Le Soudan fait un pas de plus dans les négociations. Mercredi
à Khartoum, les militaires et les représentants de la société civile ont
conjointement signé une « déclaration politique », le premier accord
entre les deux parties après la destitution d'Omar el-Bechir, le 11 avril dernier. Le numéro deux du
Conseil militaire au pouvoir, Mohamed Hamdan Dogolo dit
« Hemeitti », également
commandant des redoutées Forces de soutien rapide (RSF), a salué un moment
« historique ». Pour le militaire, c'est « une nouvelle ère
prometteuse de collaboration » qui s'ouvre « entre les forces armées,
les RSF et les dirigeants de la glorieuse révolution soudanaise ».
Les différentes parties se sont donc entendues sur plusieurs points. Le
premier : une période de transition de trois ans et trois mois. Le
second : la formation d'un Conseil souverain. Sa composition, qui a
beaucoup cristallisé les négociations, a également été actée, puisque l'organe
sera formé de cinq militaires et de six civils. Les militaires présideront
l'instance pendant les 21 premiers mois, les civils prendront la
relève pour les 18 mois restants.
L'immunité totale pour les militaires ?
Une nouvelle saluée par le médiateur de l'Union africaine (UA), Mohamed El
Hacen Lebatt. Le Conseil militaire et l'Alliance pour la liberté et le
changement (ALC), fer de lance de la contestation, « ont conclu un accord
très important qui constitue une étape cruciale vers une réconciliation
globale », a-t-il déclaré à l'issue de la signature. En effet, depuis la
destitution d'Omar el-Bechir, le partage du pouvoir soudanais ne se fait pas sans
difficulté. Si l'ALC et le Conseil militaire s'étaient accordés une
première fois le 5 juillet sur le principe, les détails de l'accord avaient jusqu'ici toujours
été repoussés.
Plusieurs
points sont d'ailleurs encore à définir. Comme la création d'un Parlement de
transition, ainsi qu'une « déclaration constitutionnelle », a fait
savoir à l'AFP Ibrahim Al-Amin, un des meneurs de la contestation.

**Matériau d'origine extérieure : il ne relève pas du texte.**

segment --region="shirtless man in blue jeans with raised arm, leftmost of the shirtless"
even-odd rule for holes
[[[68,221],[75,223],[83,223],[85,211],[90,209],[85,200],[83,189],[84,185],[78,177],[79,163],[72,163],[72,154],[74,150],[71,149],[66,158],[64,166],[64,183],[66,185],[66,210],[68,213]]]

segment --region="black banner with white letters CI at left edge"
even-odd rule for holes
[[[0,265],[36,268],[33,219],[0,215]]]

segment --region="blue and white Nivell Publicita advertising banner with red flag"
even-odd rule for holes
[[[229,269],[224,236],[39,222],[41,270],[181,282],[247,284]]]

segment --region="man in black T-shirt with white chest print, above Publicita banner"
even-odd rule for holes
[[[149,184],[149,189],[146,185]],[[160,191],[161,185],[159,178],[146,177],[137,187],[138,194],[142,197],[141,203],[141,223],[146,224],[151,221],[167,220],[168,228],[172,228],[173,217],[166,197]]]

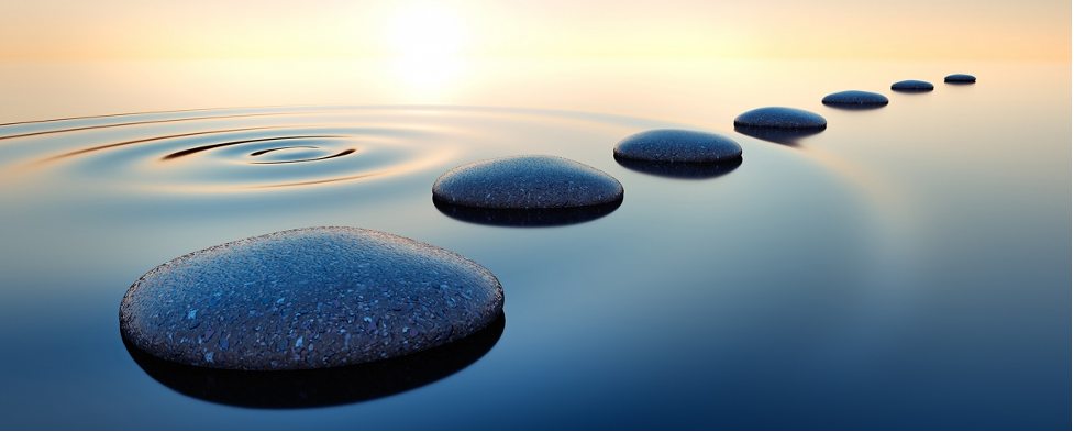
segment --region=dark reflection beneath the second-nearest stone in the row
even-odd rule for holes
[[[573,225],[604,218],[616,211],[622,199],[606,204],[560,209],[487,209],[455,206],[433,198],[433,206],[444,215],[481,225],[540,228]]]

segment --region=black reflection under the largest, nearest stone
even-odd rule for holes
[[[230,370],[157,358],[125,337],[146,374],[182,395],[248,408],[313,408],[361,402],[446,378],[485,356],[503,334],[503,314],[465,339],[402,357],[307,370]]]

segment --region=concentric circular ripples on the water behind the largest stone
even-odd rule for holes
[[[449,129],[400,110],[284,107],[69,118],[0,125],[22,168],[171,190],[234,190],[405,174],[450,156]],[[441,144],[441,145],[431,145]],[[10,162],[10,160],[9,160]]]

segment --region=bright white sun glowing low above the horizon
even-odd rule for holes
[[[397,54],[412,59],[443,59],[458,54],[463,27],[438,3],[416,3],[400,11],[389,27]]]

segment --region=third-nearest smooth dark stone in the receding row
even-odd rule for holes
[[[742,156],[734,140],[708,132],[657,129],[616,144],[614,156],[650,162],[716,163]]]

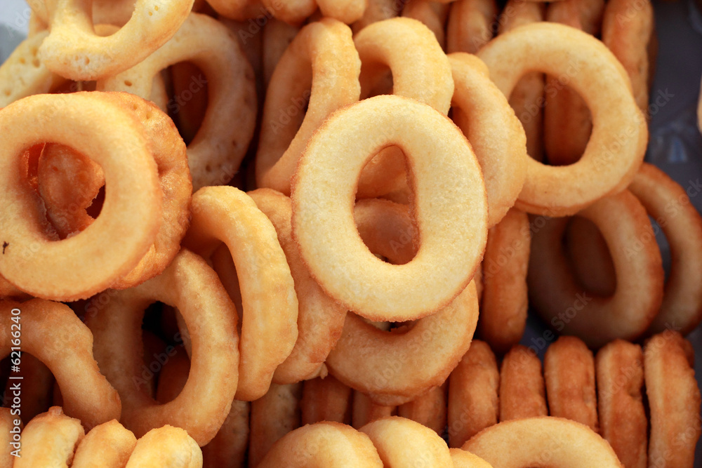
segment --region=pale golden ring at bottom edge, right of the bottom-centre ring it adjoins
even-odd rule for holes
[[[378,450],[385,467],[451,467],[451,453],[436,432],[404,417],[390,416],[359,429]],[[411,441],[411,443],[407,443]]]

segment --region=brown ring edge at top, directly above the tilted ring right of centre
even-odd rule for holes
[[[454,1],[446,25],[446,53],[477,53],[492,39],[497,14],[495,0]]]

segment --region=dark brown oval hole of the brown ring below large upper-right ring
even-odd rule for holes
[[[568,222],[562,243],[578,284],[598,297],[614,295],[617,284],[614,261],[597,225],[574,216]]]

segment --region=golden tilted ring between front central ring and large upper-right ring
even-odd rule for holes
[[[527,178],[527,137],[479,58],[453,53],[449,62],[456,82],[453,121],[468,138],[482,169],[487,224],[493,227],[514,206]]]

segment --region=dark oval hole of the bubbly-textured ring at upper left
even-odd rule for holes
[[[193,62],[178,62],[166,70],[168,115],[185,145],[190,145],[204,121],[209,102],[206,74]]]

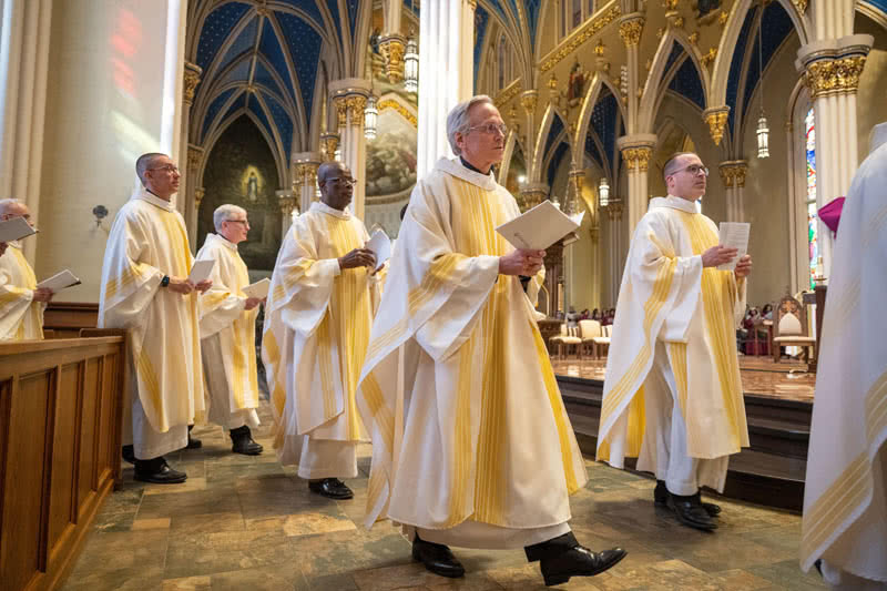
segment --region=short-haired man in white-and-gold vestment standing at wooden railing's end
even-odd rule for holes
[[[120,208],[102,265],[99,327],[125,328],[130,376],[123,442],[133,445],[135,479],[183,482],[163,458],[188,442],[187,426],[204,411],[197,293],[212,281],[188,279],[193,256],[171,198],[179,169],[165,154],[139,157],[141,184]]]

Mais le chapitre le plus sensible concerne le statut des membres de l'armée
nationale. Car les généraux du Conseil militaire insistent pour que leurs
représentants du futur Conseil souverain bénéficient d'une « immunité
totale » dans les affaires liées aux violences contre les manifestants.
Selon des médecins liés au mouvement de
contestation, 246 personnes ont été tuées depuis le début des
manifestations, dont 127 lors de la dispersion le 3 juin
d'un sit-in devant le QG de l'armée à Khartoum. Les autorités, quant à elles,
parlent de 71 morts. Les représentants de la contestation s'opposent
catégoriquement à cette demande des généraux. Ils ont évoqué simplement la
possibilité d'une « immunité temporaire » pour les militaires du
Conseil souverain, limitée au temps de leur mandat dans cette instance de
transition. La reprise des discussions, ce vendredi, tranchera.